SN1972E was a supernova in the galaxy NGC 5253 that was discovered 13 May 1972 with an apparent B magnitude of about 8.5, shortly after it had reached its maximum brightness. In terms of apparent brightness, it was the second brightest supernova of any kind (fainter only than SN1987A) of the 20th century. It was observed for nearly 700 days, and it became the prototype object for the development of theoretical understanding of Type Ia supernovae.
The supernova was discovered by Charles Kowal, about 56 arc seconds west and 85 arc seconds south of the center of NGC 5253. The position in the periphery of the galaxy aided observation, minimizing interference by background objects. Well-positioned for Southern Hemisphere observers, it was quite observable from Northern Hemisphere observatories as well. Attempts made to observe it in X-rays with UHURU and OSO-7 and to detect gamma rays from it via Cerenkov radiation showers gave at best equivocal results.
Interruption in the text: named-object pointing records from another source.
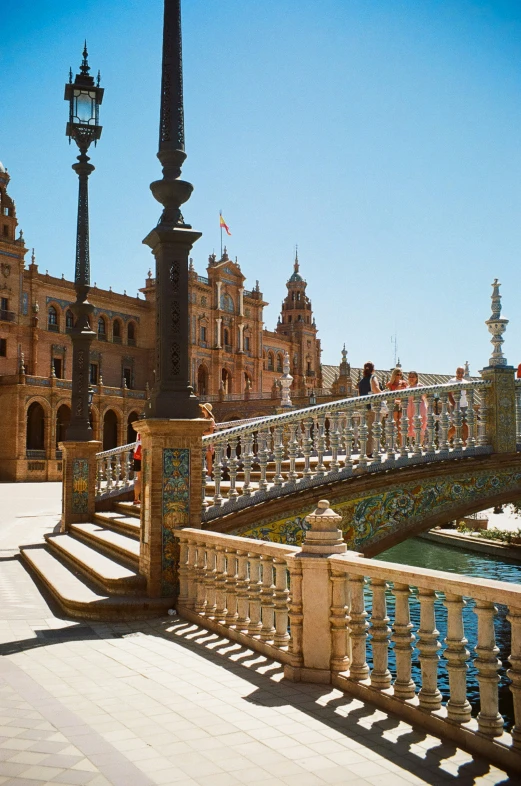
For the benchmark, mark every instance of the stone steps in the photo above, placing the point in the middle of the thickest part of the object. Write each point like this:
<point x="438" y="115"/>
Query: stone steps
<point x="79" y="599"/>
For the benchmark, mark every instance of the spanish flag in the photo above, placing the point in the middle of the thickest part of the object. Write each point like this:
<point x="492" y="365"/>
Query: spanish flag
<point x="223" y="224"/>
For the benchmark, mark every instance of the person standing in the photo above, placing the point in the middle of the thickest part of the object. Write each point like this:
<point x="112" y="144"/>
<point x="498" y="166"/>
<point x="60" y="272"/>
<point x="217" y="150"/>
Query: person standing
<point x="367" y="386"/>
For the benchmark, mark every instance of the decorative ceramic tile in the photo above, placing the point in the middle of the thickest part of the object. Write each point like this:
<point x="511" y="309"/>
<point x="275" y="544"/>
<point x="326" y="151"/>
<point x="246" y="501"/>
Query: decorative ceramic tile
<point x="369" y="517"/>
<point x="176" y="509"/>
<point x="80" y="486"/>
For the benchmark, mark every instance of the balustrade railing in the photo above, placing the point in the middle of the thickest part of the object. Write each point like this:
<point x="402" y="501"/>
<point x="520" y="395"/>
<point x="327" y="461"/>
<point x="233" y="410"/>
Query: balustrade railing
<point x="281" y="453"/>
<point x="385" y="622"/>
<point x="114" y="470"/>
<point x="240" y="587"/>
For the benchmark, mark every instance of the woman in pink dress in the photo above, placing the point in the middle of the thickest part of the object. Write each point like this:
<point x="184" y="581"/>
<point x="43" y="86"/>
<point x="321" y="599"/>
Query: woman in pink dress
<point x="411" y="407"/>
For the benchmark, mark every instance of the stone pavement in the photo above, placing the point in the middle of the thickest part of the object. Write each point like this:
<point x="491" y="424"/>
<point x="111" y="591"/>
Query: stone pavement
<point x="166" y="702"/>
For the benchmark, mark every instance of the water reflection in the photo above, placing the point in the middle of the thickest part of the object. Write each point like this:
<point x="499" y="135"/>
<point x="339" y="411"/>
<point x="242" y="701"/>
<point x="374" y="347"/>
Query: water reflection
<point x="420" y="553"/>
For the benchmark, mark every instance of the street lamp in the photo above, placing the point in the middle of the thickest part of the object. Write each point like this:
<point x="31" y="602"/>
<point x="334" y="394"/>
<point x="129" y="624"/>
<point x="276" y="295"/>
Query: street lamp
<point x="84" y="97"/>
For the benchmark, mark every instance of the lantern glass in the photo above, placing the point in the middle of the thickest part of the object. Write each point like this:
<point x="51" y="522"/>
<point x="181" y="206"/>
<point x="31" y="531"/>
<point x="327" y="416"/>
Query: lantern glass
<point x="84" y="107"/>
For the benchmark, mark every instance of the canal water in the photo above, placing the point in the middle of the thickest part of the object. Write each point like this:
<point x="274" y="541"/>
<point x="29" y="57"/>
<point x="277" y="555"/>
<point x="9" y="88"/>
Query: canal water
<point x="421" y="553"/>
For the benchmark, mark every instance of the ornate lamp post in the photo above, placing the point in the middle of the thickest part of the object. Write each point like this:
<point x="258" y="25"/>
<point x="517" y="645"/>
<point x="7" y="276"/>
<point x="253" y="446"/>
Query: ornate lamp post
<point x="84" y="99"/>
<point x="172" y="239"/>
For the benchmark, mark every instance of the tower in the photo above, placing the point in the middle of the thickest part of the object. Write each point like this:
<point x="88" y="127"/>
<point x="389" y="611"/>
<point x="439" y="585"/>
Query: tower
<point x="297" y="322"/>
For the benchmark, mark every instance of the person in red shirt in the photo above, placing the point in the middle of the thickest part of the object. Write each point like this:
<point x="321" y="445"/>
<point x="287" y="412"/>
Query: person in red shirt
<point x="137" y="471"/>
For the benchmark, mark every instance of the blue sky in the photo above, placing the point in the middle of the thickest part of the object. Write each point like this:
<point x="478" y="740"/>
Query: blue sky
<point x="382" y="136"/>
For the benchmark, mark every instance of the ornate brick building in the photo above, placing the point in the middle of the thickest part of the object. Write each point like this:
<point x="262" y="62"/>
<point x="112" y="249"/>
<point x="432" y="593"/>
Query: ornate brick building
<point x="234" y="361"/>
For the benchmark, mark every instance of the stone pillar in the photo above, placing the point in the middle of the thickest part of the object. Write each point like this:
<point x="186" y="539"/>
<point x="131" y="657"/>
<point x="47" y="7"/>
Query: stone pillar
<point x="316" y="650"/>
<point x="171" y="495"/>
<point x="79" y="481"/>
<point x="499" y="402"/>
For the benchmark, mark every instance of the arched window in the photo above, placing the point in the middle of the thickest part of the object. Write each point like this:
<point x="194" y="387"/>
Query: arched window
<point x="52" y="320"/>
<point x="227" y="303"/>
<point x="116" y="331"/>
<point x="35" y="427"/>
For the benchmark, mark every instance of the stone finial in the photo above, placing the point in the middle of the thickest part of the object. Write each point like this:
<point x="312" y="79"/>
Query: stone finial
<point x="496" y="326"/>
<point x="324" y="537"/>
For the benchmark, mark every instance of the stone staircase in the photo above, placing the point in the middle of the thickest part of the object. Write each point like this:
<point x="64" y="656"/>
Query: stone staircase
<point x="93" y="571"/>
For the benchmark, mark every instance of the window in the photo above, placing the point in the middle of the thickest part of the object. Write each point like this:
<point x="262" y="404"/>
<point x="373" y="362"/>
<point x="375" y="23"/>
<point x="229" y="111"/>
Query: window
<point x="58" y="367"/>
<point x="52" y="320"/>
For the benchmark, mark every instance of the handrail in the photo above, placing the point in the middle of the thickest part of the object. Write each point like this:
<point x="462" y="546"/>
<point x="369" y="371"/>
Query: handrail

Photometric and spectroscopic measurements were made in the visible and near infrared by many observers, extending to about 700 days after maximum light. Interstellar absorption lines of ionized calcium due to gas both in our galaxy and NGC 5253 were observed, allowing an estimate of the interstellar extinction.
The extended length of the observed light curve found a remarkably uniform 0.01 magnitudes per day decline starting about 60 days after discovery. Translated into other units, this is almost exactly a 77-day half-life, which is the half-life of 56Co. In the standard model for Type Ia supernovae, approximately a solar mass of 56Ni is formed and ejected from a white dwarf which accretes mass from a binary companion and is raised over the Chandrasekhar limit and explodes. This 56Ni decays with a half-life of about 6 days to 56Co, and the decay of the cobalt provides the energy radiated away by the supernova remnant. The model also produces an estimate for the luminosity of such a supernova. The observations of SN1972e, both peak brightness and fade rate, were in general agreement with these predictions, and led to rapid acceptance of this degenerate-explosion model.